Ich lachte. “Das hätte ich nicht gekonnt. Ich muss immer genau wissen, worauf ich mich einlasse. Dazu zählt für mich auch, alles dafür getan zu haben, dass es gut läuft.”
Isabel hob ihr Getränk an und zeigte mir damit, dass sie mir zustimmte.
“Es hat mich hierher gebracht.” Elisabeth grinste mir entgegen. “Mal sehen, wie weit es mich noch bringen wird.”
“Dreht euch jetzt nicht wieder alle um, aber der Typ, den Isabel später mit nach Hause nehmen will, kommt genau auf uns zu”, erwähnte Paul beiläufig, bevor er den Blick auf Aarons Getränk richtete.
“Ich habe nie gesagt, dass ich ihn mit nach Hause nehmen will”, zischte Isabel leise, dennoch laut genug, dass es jeder Umstehende hörte.
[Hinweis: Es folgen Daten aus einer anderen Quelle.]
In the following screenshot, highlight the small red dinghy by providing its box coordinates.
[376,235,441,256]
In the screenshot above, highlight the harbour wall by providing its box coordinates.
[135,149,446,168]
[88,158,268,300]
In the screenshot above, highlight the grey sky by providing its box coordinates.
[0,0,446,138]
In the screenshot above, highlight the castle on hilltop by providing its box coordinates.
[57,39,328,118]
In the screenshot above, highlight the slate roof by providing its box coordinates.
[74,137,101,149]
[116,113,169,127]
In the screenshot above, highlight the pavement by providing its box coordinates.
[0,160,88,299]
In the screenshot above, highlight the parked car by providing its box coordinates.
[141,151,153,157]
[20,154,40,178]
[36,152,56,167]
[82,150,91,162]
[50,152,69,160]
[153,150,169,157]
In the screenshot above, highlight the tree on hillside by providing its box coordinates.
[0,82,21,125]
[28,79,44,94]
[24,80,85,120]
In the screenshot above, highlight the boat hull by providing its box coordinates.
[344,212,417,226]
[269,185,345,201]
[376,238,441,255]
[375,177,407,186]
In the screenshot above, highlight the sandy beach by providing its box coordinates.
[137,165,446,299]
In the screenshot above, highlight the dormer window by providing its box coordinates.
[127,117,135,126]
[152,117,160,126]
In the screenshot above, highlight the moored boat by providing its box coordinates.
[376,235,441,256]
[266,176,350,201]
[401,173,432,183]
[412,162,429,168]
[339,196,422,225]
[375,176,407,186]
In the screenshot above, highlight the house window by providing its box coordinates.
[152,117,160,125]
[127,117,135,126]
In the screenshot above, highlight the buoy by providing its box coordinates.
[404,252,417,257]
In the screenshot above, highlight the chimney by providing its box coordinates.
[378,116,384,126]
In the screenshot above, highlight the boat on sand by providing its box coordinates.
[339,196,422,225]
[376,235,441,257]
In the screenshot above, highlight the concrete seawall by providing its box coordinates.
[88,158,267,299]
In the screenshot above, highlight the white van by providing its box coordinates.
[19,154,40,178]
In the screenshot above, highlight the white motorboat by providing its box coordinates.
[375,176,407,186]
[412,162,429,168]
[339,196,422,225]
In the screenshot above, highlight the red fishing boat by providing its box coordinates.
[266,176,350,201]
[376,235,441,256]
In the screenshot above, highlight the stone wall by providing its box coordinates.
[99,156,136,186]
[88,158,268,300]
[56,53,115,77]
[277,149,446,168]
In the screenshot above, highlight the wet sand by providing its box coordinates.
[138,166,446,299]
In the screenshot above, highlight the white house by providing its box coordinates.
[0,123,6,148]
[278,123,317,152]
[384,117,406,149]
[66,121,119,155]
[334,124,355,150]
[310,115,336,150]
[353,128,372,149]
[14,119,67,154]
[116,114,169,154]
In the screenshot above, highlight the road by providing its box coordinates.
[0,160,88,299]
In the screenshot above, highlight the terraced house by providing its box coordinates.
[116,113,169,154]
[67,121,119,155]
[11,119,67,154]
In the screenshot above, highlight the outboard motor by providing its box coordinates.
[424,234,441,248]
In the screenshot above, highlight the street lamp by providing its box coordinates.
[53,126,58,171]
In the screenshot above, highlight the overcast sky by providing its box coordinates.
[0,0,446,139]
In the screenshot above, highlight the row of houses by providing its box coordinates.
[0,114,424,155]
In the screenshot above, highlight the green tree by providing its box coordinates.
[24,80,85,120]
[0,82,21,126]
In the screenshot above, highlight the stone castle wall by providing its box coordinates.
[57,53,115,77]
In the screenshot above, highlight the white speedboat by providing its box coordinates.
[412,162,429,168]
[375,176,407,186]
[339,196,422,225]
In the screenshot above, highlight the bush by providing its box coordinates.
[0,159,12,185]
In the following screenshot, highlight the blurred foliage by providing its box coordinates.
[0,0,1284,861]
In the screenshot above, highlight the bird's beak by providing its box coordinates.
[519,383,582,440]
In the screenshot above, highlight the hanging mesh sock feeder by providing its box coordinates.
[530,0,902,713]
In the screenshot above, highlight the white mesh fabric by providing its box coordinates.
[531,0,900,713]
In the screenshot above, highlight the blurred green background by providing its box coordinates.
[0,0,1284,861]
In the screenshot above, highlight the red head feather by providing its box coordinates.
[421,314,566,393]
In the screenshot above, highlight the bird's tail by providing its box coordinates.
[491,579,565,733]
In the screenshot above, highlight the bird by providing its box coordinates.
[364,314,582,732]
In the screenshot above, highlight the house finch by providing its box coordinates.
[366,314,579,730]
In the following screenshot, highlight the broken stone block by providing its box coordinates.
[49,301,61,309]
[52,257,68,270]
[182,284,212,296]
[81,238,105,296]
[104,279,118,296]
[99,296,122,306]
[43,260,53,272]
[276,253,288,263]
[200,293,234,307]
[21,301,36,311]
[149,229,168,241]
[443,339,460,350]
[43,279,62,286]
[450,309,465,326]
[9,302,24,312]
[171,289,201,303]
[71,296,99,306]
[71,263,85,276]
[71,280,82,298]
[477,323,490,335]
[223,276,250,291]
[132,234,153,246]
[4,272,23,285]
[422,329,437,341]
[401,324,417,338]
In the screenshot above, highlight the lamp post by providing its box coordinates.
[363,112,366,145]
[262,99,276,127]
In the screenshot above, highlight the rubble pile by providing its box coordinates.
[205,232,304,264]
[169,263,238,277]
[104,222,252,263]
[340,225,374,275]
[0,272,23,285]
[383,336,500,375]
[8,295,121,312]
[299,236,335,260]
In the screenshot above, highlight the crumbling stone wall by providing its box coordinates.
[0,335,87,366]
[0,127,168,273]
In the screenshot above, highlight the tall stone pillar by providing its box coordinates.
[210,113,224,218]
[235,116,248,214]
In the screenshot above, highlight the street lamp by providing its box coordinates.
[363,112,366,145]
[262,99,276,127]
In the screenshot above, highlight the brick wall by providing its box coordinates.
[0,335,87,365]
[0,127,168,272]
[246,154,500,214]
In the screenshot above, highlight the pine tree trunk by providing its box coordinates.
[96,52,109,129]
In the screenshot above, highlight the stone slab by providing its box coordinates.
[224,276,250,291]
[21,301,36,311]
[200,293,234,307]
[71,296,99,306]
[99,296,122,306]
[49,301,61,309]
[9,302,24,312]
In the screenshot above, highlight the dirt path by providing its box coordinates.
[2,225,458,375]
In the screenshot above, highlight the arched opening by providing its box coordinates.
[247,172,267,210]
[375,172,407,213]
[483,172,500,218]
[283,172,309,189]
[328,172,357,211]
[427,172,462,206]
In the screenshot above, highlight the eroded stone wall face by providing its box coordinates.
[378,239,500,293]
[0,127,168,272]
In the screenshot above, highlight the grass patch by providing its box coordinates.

Dazu zählte unglücklicherweise auch besagter Typ.
“Wen willst du nicht mit nach Hause nehmen?”, fragte er, als er sich plötzlich in unseren Kreis schob und Isabel freundlich anlächelte.
Ich konnte förmlich beobachten, wie sein Lächeln sie zum Schmelzen brachte.
“Ach, niemanden. Ich meinte damit nur, dass ich meine Augen heute etwas offen halten werde”, erklärte sie sich.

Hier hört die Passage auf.